Por outro lado, há importantes mensagens relacionadas à abordagem analítica adotada em
Economia que podem ser transmitidas, e bem absorvidas, mesmo num curso introdutório. Três
merecem destaque especial.
A busca do maior ganho. A primeira se refere à forma como a teoria econômica
estiliza o comportamento dos agentes econômicos (ou seja, de quem produz, vende, compra,
consome — indivíduos, organizações, empresas produtivas). A hipótese básica adotada é a de que
esses agentes têm o que se pode chamar de comportamento maximizador; suas ações são, em
essência, determinadas pela busca de uma maximização do ganho: maior lucro, maior renda,
maior quantidade de bens para consumo, maior satisfação derivada desse consumo, etc., com o
menor custo possível.
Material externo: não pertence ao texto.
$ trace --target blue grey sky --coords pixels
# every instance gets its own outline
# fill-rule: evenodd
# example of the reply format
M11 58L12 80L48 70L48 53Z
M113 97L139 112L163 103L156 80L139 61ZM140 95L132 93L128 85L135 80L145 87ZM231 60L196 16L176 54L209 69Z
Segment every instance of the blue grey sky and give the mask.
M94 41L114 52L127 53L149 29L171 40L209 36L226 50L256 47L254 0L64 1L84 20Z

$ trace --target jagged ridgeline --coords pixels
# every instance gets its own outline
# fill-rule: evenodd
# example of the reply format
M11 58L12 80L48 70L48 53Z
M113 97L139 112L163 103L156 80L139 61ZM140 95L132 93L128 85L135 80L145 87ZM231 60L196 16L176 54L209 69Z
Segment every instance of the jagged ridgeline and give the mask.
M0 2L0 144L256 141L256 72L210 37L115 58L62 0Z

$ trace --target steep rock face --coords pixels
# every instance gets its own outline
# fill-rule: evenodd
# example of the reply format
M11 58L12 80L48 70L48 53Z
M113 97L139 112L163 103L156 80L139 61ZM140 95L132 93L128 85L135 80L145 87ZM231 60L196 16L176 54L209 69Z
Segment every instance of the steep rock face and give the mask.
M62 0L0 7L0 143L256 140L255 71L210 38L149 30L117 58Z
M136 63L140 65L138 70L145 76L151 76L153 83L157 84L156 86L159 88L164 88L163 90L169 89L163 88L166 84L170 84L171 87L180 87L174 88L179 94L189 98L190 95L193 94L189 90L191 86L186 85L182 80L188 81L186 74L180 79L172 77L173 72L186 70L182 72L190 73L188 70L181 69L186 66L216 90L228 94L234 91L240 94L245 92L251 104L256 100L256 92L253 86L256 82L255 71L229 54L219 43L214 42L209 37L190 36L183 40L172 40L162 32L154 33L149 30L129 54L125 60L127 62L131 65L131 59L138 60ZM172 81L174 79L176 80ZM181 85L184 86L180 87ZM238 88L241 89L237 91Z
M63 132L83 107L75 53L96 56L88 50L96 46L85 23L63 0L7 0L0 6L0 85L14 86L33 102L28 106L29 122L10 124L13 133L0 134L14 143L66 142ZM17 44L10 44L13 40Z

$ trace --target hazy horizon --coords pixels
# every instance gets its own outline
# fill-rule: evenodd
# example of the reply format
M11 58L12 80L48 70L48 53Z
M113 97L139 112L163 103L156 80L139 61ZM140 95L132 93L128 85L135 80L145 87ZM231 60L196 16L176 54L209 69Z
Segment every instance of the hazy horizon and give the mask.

Os trabalhadores preferem maiores salários a salários pequenos, e os
capitalistas maiores lucros a lucros menores. Todos buscam maximizar seus ganhos — levadas em
conta, naturalmente, as restrições dadas pelos recursos disponíveis, pelas oportunidades abertas a
esses agentes, e pelas informações de que estes dispõem com relação a tais oportunidades.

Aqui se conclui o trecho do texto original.